NP stands for non-deterministic polynomial time these are problems that can be solved in poly-time on a non-deterministic machine. (Such machines are allowed to “guess” at each step, you can view it as an automata and we’re simply asking if there exists a path to the accepting state.)

To summarize the status, we’ve shown:

• P contains:    MST
• NP contains: MST, Knapsack, SAT, K-Coloring, TSP

According to the definition of NP and P at the beginning of the lecture, it is easy to see that P $\subset$ NP. What will happen if P = NP?

• P = NP: If we can verify solutions efficiently, then we can construct solutions efficiently. In other words, verifying a proof is not harder than constructing a proof.
• P $\neq$ NP: There are some search problem cannot be solved in poly time.  These problems are NP-Complete problems, they are the hardest problems in NP in the sense that they are the most difficult search problems to solve.
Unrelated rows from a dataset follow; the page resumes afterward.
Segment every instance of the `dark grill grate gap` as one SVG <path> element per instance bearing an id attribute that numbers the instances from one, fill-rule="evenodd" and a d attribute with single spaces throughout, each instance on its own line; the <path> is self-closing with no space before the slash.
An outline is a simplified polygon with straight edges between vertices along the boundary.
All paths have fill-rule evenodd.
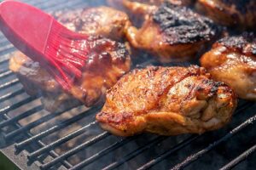
<path id="1" fill-rule="evenodd" d="M 228 170 L 231 169 L 235 166 L 238 165 L 241 162 L 244 161 L 247 156 L 249 156 L 251 154 L 253 154 L 254 151 L 256 151 L 256 144 L 254 144 L 253 147 L 241 154 L 239 156 L 235 158 L 232 162 L 220 168 L 220 170 Z"/>
<path id="2" fill-rule="evenodd" d="M 194 155 L 191 155 L 191 156 L 188 156 L 183 162 L 177 164 L 177 166 L 175 166 L 172 169 L 172 170 L 177 170 L 177 169 L 181 169 L 181 168 L 185 167 L 186 166 L 189 165 L 192 162 L 196 161 L 201 156 L 202 156 L 204 154 L 210 151 L 211 150 L 212 150 L 217 145 L 220 144 L 222 142 L 224 142 L 227 139 L 230 139 L 233 135 L 236 134 L 237 133 L 239 133 L 241 130 L 242 130 L 246 127 L 247 127 L 249 125 L 252 125 L 255 121 L 256 121 L 256 115 L 250 117 L 246 122 L 244 122 L 243 123 L 241 123 L 241 125 L 239 125 L 238 127 L 236 127 L 236 128 L 234 128 L 233 130 L 229 132 L 225 136 L 224 136 L 220 139 L 216 140 L 215 142 L 210 144 L 207 148 L 200 150 L 199 152 L 197 152 Z"/>
<path id="3" fill-rule="evenodd" d="M 73 0 L 73 1 L 63 1 L 63 0 L 56 0 L 56 1 L 49 1 L 45 2 L 44 0 L 27 0 L 24 1 L 29 3 L 30 4 L 35 5 L 37 7 L 40 7 L 41 8 L 47 10 L 47 11 L 55 11 L 64 8 L 80 8 L 81 6 L 85 5 L 86 1 L 83 0 Z M 7 100 L 13 99 L 17 96 L 25 94 L 25 91 L 22 88 L 15 88 L 16 85 L 19 85 L 19 81 L 17 78 L 12 78 L 14 74 L 9 71 L 8 68 L 8 61 L 9 59 L 9 53 L 14 52 L 15 48 L 10 45 L 8 41 L 3 37 L 3 36 L 0 35 L 0 80 L 4 81 L 4 83 L 1 83 L 0 85 L 0 103 L 3 103 Z M 148 61 L 152 63 L 151 61 Z M 145 62 L 144 65 L 146 65 Z M 184 64 L 182 64 L 184 65 Z M 2 67 L 3 65 L 3 67 Z M 9 80 L 9 78 L 12 78 Z M 11 92 L 5 92 L 7 90 L 11 90 Z M 14 90 L 15 89 L 15 90 Z M 38 167 L 42 169 L 49 169 L 50 167 L 55 168 L 61 168 L 61 165 L 65 166 L 66 168 L 75 170 L 75 169 L 82 169 L 83 167 L 87 167 L 87 166 L 91 165 L 92 163 L 97 164 L 100 162 L 99 160 L 102 158 L 106 157 L 105 156 L 115 152 L 117 150 L 124 147 L 125 144 L 132 144 L 137 142 L 137 136 L 126 138 L 126 139 L 115 139 L 114 142 L 108 142 L 108 139 L 112 137 L 110 133 L 108 132 L 102 132 L 101 130 L 97 131 L 97 134 L 94 134 L 90 138 L 84 139 L 85 141 L 81 141 L 80 144 L 73 146 L 71 149 L 68 149 L 67 151 L 59 155 L 55 152 L 57 148 L 60 148 L 62 144 L 70 142 L 71 140 L 76 139 L 77 137 L 83 136 L 83 134 L 86 133 L 89 131 L 91 131 L 94 128 L 97 128 L 97 123 L 96 122 L 84 122 L 85 124 L 81 125 L 81 127 L 76 130 L 65 134 L 62 137 L 57 138 L 58 139 L 51 141 L 49 144 L 46 144 L 44 141 L 44 139 L 48 138 L 52 134 L 55 134 L 59 133 L 61 130 L 65 130 L 67 126 L 75 126 L 78 122 L 83 120 L 83 118 L 88 118 L 90 116 L 94 116 L 95 113 L 99 110 L 99 108 L 90 109 L 85 111 L 79 111 L 79 110 L 77 112 L 79 113 L 76 116 L 71 117 L 66 117 L 64 120 L 61 120 L 60 122 L 55 122 L 54 124 L 49 123 L 49 128 L 44 130 L 39 130 L 39 133 L 32 132 L 34 128 L 37 128 L 42 124 L 47 124 L 50 121 L 56 119 L 57 117 L 65 115 L 67 112 L 70 110 L 65 110 L 61 112 L 55 113 L 49 113 L 48 115 L 44 115 L 41 117 L 38 117 L 35 121 L 32 121 L 27 124 L 21 124 L 20 121 L 26 119 L 29 116 L 37 115 L 40 110 L 43 110 L 42 105 L 33 105 L 31 109 L 20 111 L 20 114 L 15 116 L 14 117 L 9 116 L 8 114 L 10 111 L 15 110 L 19 110 L 20 107 L 26 105 L 30 102 L 33 102 L 34 100 L 38 99 L 39 96 L 37 97 L 27 97 L 13 105 L 0 105 L 0 116 L 3 119 L 0 122 L 0 128 L 3 129 L 4 133 L 4 137 L 6 140 L 9 140 L 14 142 L 14 139 L 17 142 L 15 144 L 15 149 L 17 151 L 22 152 L 24 150 L 27 150 L 29 153 L 26 155 L 28 157 L 28 161 L 31 162 L 35 162 Z M 252 102 L 244 102 L 241 101 L 240 103 L 239 109 L 237 110 L 236 113 L 243 112 L 244 110 L 249 110 L 252 108 L 253 110 L 255 108 L 255 104 Z M 240 113 L 245 114 L 246 113 Z M 236 115 L 234 116 L 236 119 Z M 236 117 L 237 118 L 237 117 Z M 1 120 L 1 119 L 0 119 Z M 256 116 L 251 116 L 246 122 L 240 123 L 233 130 L 230 131 L 226 135 L 219 139 L 216 140 L 215 142 L 209 144 L 207 148 L 201 150 L 199 152 L 193 154 L 187 157 L 182 163 L 176 165 L 172 169 L 180 169 L 181 167 L 184 167 L 189 164 L 192 163 L 193 162 L 198 160 L 201 156 L 207 154 L 208 151 L 212 150 L 214 147 L 218 146 L 218 144 L 225 142 L 226 140 L 230 139 L 234 134 L 236 134 L 241 130 L 242 130 L 246 127 L 252 127 L 253 125 L 255 126 L 255 120 Z M 254 124 L 253 124 L 254 123 Z M 3 128 L 7 128 L 9 126 L 14 126 L 15 129 L 6 133 L 5 129 Z M 37 131 L 36 131 L 37 132 Z M 137 165 L 138 169 L 148 169 L 152 167 L 153 166 L 161 162 L 163 160 L 166 160 L 169 156 L 177 152 L 184 147 L 189 145 L 195 142 L 199 138 L 204 138 L 206 135 L 190 135 L 186 138 L 183 138 L 182 140 L 177 142 L 174 145 L 170 145 L 168 149 L 165 149 L 161 150 L 160 153 L 155 154 L 157 156 L 152 156 L 154 158 L 149 158 L 149 160 L 145 161 L 143 164 Z M 22 138 L 21 139 L 20 139 Z M 17 138 L 17 139 L 16 139 Z M 152 150 L 154 146 L 158 144 L 162 144 L 164 141 L 167 141 L 168 139 L 175 139 L 175 137 L 154 137 L 151 138 L 150 139 L 145 139 L 143 144 L 142 146 L 137 145 L 137 147 L 132 148 L 131 150 L 124 150 L 122 154 L 122 157 L 116 158 L 113 160 L 111 163 L 108 163 L 104 166 L 104 169 L 115 169 L 123 166 L 125 163 L 128 162 L 130 160 L 135 159 L 135 162 L 137 160 L 137 156 L 146 156 L 143 155 L 146 152 L 146 150 Z M 1 137 L 0 137 L 1 139 Z M 95 149 L 93 146 L 101 142 L 107 142 L 106 146 L 102 147 L 100 150 L 90 154 L 89 156 L 86 156 L 85 159 L 79 161 L 79 163 L 73 166 L 73 163 L 70 163 L 70 161 L 67 161 L 69 157 L 76 156 L 80 151 L 86 151 L 86 150 L 90 150 L 90 148 Z M 253 145 L 254 144 L 254 145 Z M 27 150 L 26 147 L 29 145 L 35 145 L 35 148 L 32 150 Z M 222 167 L 222 169 L 230 169 L 235 166 L 238 165 L 241 162 L 245 160 L 248 156 L 252 155 L 256 150 L 255 144 L 253 144 L 253 147 L 241 154 L 236 158 L 233 158 L 233 161 L 230 162 L 226 162 L 225 166 Z M 194 152 L 196 152 L 196 149 L 195 149 Z M 184 152 L 185 150 L 180 150 L 180 152 Z M 47 161 L 41 161 L 42 157 L 50 156 L 49 159 Z M 138 157 L 139 158 L 139 157 Z M 182 160 L 179 160 L 181 162 Z M 18 162 L 19 163 L 19 162 Z M 26 162 L 20 162 L 23 164 L 26 164 Z M 60 166 L 56 167 L 59 164 Z M 29 164 L 26 166 L 29 167 Z"/>

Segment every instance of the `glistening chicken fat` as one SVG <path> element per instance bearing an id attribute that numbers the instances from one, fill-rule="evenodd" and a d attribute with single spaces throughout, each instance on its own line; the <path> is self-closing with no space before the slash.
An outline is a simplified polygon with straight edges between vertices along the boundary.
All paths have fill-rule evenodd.
<path id="1" fill-rule="evenodd" d="M 125 75 L 107 93 L 96 120 L 119 136 L 201 133 L 230 122 L 236 96 L 197 66 L 148 67 Z"/>
<path id="2" fill-rule="evenodd" d="M 93 14 L 97 11 L 99 15 L 122 13 L 104 7 L 91 8 L 90 11 Z M 82 78 L 76 81 L 70 94 L 65 93 L 51 75 L 40 67 L 38 63 L 24 56 L 20 52 L 15 53 L 9 62 L 10 70 L 17 74 L 26 91 L 30 95 L 42 94 L 42 103 L 49 111 L 63 110 L 82 103 L 86 106 L 102 103 L 106 90 L 128 71 L 131 65 L 130 54 L 124 43 L 99 37 L 102 34 L 109 35 L 109 37 L 115 35 L 116 39 L 121 40 L 122 29 L 116 29 L 116 26 L 111 23 L 117 25 L 125 23 L 127 21 L 125 14 L 118 14 L 119 18 L 109 17 L 108 22 L 101 20 L 97 15 L 91 14 L 86 9 L 67 11 L 65 14 L 63 13 L 65 12 L 56 13 L 55 15 L 67 27 L 73 31 L 93 35 L 86 42 L 90 51 L 83 70 Z M 96 17 L 95 20 L 93 16 Z M 83 21 L 84 18 L 90 18 L 92 23 L 87 25 L 86 20 Z M 90 29 L 86 26 L 90 28 L 95 26 L 94 32 L 88 32 Z M 117 35 L 119 37 L 118 37 Z"/>
<path id="3" fill-rule="evenodd" d="M 201 59 L 216 81 L 230 86 L 244 99 L 256 100 L 256 38 L 253 33 L 224 37 Z"/>

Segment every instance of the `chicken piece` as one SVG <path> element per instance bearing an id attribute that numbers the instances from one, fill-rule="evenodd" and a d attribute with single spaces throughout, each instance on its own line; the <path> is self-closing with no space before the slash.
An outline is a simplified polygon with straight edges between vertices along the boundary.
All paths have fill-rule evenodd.
<path id="1" fill-rule="evenodd" d="M 202 133 L 231 118 L 236 96 L 198 66 L 148 67 L 125 75 L 107 93 L 96 120 L 115 135 Z"/>
<path id="2" fill-rule="evenodd" d="M 239 29 L 256 26 L 255 0 L 198 0 L 196 8 L 224 26 Z"/>
<path id="3" fill-rule="evenodd" d="M 100 11 L 104 12 L 104 10 L 102 10 L 102 8 L 99 8 Z M 95 8 L 95 10 L 96 9 Z M 108 9 L 105 12 L 108 13 L 109 10 Z M 84 33 L 89 34 L 90 32 L 86 27 L 89 25 L 79 20 L 82 20 L 81 18 L 86 18 L 90 13 L 83 11 L 69 11 L 65 14 L 57 13 L 55 16 L 67 28 L 80 32 L 84 31 Z M 118 12 L 118 14 L 119 13 Z M 90 19 L 93 18 L 92 16 L 90 17 Z M 97 26 L 95 27 L 94 31 L 90 32 L 93 36 L 90 37 L 86 44 L 90 49 L 87 64 L 83 69 L 82 78 L 76 80 L 70 94 L 64 92 L 54 77 L 42 68 L 38 62 L 32 61 L 20 52 L 15 52 L 11 57 L 9 69 L 17 74 L 28 94 L 40 94 L 43 96 L 42 103 L 47 110 L 63 110 L 79 105 L 82 103 L 86 106 L 102 103 L 106 90 L 130 70 L 131 59 L 127 48 L 124 43 L 100 37 L 100 34 L 95 36 L 97 33 L 102 33 L 108 37 L 108 32 L 113 34 L 116 27 L 113 26 L 112 29 L 110 25 L 105 26 L 107 20 L 104 23 L 98 22 L 98 15 L 95 17 L 96 24 L 91 23 L 89 26 L 90 27 L 91 26 Z M 116 18 L 118 19 L 118 16 Z M 113 20 L 113 18 L 109 18 L 109 20 Z M 104 29 L 104 27 L 108 28 Z M 117 33 L 115 36 L 118 37 Z"/>
<path id="4" fill-rule="evenodd" d="M 54 15 L 74 31 L 101 35 L 118 41 L 124 38 L 127 27 L 131 26 L 125 13 L 104 6 L 67 13 L 59 11 Z"/>
<path id="5" fill-rule="evenodd" d="M 140 26 L 157 8 L 166 0 L 107 0 L 108 4 L 125 11 L 133 24 Z M 181 5 L 189 6 L 193 4 L 194 0 L 168 0 L 168 2 Z"/>
<path id="6" fill-rule="evenodd" d="M 256 37 L 253 33 L 224 37 L 201 59 L 212 78 L 230 85 L 238 96 L 256 100 Z"/>
<path id="7" fill-rule="evenodd" d="M 127 38 L 135 48 L 158 56 L 161 62 L 191 60 L 213 41 L 218 28 L 186 7 L 165 3 L 144 22 L 131 26 Z"/>

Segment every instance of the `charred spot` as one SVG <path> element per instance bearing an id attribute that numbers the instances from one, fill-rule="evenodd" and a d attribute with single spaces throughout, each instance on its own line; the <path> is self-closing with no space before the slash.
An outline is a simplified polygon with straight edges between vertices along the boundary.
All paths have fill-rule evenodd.
<path id="1" fill-rule="evenodd" d="M 229 7 L 235 7 L 241 14 L 246 14 L 251 8 L 256 10 L 254 0 L 221 0 L 221 2 Z"/>
<path id="2" fill-rule="evenodd" d="M 243 32 L 240 36 L 224 37 L 218 43 L 231 51 L 256 55 L 256 37 L 253 32 Z"/>
<path id="3" fill-rule="evenodd" d="M 213 22 L 189 8 L 164 3 L 154 14 L 153 20 L 160 25 L 170 44 L 193 43 L 209 41 L 218 33 Z"/>
<path id="4" fill-rule="evenodd" d="M 131 113 L 120 113 L 120 114 L 105 114 L 105 116 L 107 116 L 108 122 L 109 123 L 114 123 L 114 124 L 119 124 L 124 123 L 127 121 L 131 121 L 133 118 L 132 114 Z"/>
If P $\neq$ NP, then there is no polynomial time algorithm for some problems in NP, these are the “hardest” problems in the class NP and hence are called NP-complete problems.  The problems Knapsack-search, SAT, k-Colorings, TSP are all NP-complete, and there a ton of other NP-complete problems. If we can solve one of these NP-Complete problems efficiently, then we can solve all of the rest efficiently.

To show SAT is NP-Complete, we need to prove:

1. SAT $\in$ NP (shown above)
2. For every problem A $\in$ NP, there is a reduction from A to SAT (A $\rightarrow$ SAT): Given a poly-time algorithm for SAT we can use it to get a poly-time algorithm for every problem A $\in$NP.  Thus, SAT is at least as hard as every other problem in NP.

Here we formally the notion of a reduction alluded to in the second part.

#### Definition: Reduction:

Consider a pair of problems A and B, e.g., A = MST, B = SAT or A = 2SAT, B = SCC. $A \rightarrow B$ (or $A \leq B$) means A reduces to B:
If we can solve B in poly-time then we can use that algorithm for B as a black-box to solve A in poly-time. Take input I from A:

1. define input f(I) for B
2. run black-box algorithm for B on f(I)
3. Given solution S for f(I) produce solution h(S) and given No for f(I) then output No for I.

Thus to reduce A to B, we need:

1. define f and h
2. prove that if S is a solution for f(I) then h(s) is a solution for I
3. prove that if there is no solution for f(I) then there is no solution for I

#### To prove NP-completeness:

Now we can use reductions to show the second part of the proof of NP-completeness for SAT.  That is, for any problem A in NP, we need to find a reduction from A to SAT.

Suppose we know SAT is NP-Complete somehow, which gives us for every problem A in NP, we have A $\rightarrow$ SAT.

And now we want to show Colorings is NP-Complete. Since we already know Colorings is NP, the remaining thing is to show for every problem A in NP, we have A $\rightarrow$ Colorings.  If we can show SAT $\rightarrow$ Colorings, then we have A $\rightarrow$ SAT $\rightarrow$ Colorings, and hence A $\rightarrow$ Colorings.

In general, if we want to prove a problem such as Colorings is NP-Complete, we need to show:

1. Colorings $\in$ NP
2. Find a known NP-Complete problem B and show that B $\rightarrow$ Colorings.